Congratulations to University of Utah School of Computing assistant professor Tucker Hermans, who has received the prestigious 2021 Sloan Research Fellowship, given to researchers “whose creativity, innovation, and research accomplishments make them stand out as the next generation of scientific leaders.”

The awards are open to scholars in eight scientific and technical fields: chemistry, computational and evolutionary molecular biology, computer science, Earth system science, economics, mathematics, neuroscience, and physics. Candidates must be nominated by their fellow scientists, and winners are selected by independent panels of senior scholars on the basis of a candidate’s research accomplishments, creativity, and potential to become a leader in his or her field. More than 1000 researchers are nominated each year for 128 fellowship slots. Winners receive a two-year, $75,000 fellowship which can be spent to advance the fellow’s research.

Hermans was one of two University of Utah researchers to receive the award this year along with U chemistry assistant professor Luisa Whittaker-Brooks.

“I was truly shocked when I read the news that I would be receiving the Sloan Fellowship,” Hermans said. “I look up to everyone I know in my field who has received this award, and I couldn’t believe I was being recognized at the same level as them.
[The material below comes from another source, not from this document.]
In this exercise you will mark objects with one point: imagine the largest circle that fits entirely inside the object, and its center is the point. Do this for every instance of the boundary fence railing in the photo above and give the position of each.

I am really honored to receive this distinction.”

Hermans earned a doctorate in robotics and a master’s in computer science, both from the Georgia Institute of Technology. He was a postdoctoral researcher in robot learning at Technische Universität Darmstadt in Germany and later a senior research scientist for NVIDIA in Seattle. He joined the U in 2015 as an assistant professor in the School of Computing. He received the National Science Foundation’s CAREER Award in 2019 and is an IEEE Senior Member.

His research is focused on autonomous learning, planning, and perception for robot manipulation, and he is working on enabling robots to autonomously discover and manipulate objects. He is the director of the Utah Learning Lab for Manipulation Autonomy at the U.

The Fellowship is funded by the the Alfred P. Sloan Foundation, a not-for-profit dedicated to improving the welfare of all through the advancement of scientific knowledge. Founded in 1934 by industrialist Alfred P. Sloan Jr., the foundation disburses about $80 million in grants each year in four areas: for research in science, technology, engineering, mathematics, and economics; initiatives to increase the quality and diversity of scientific institutions and the science workforce; projects to develop or leverage technology to empower research; and efforts to enhance and deepen public engagement with science and scientists.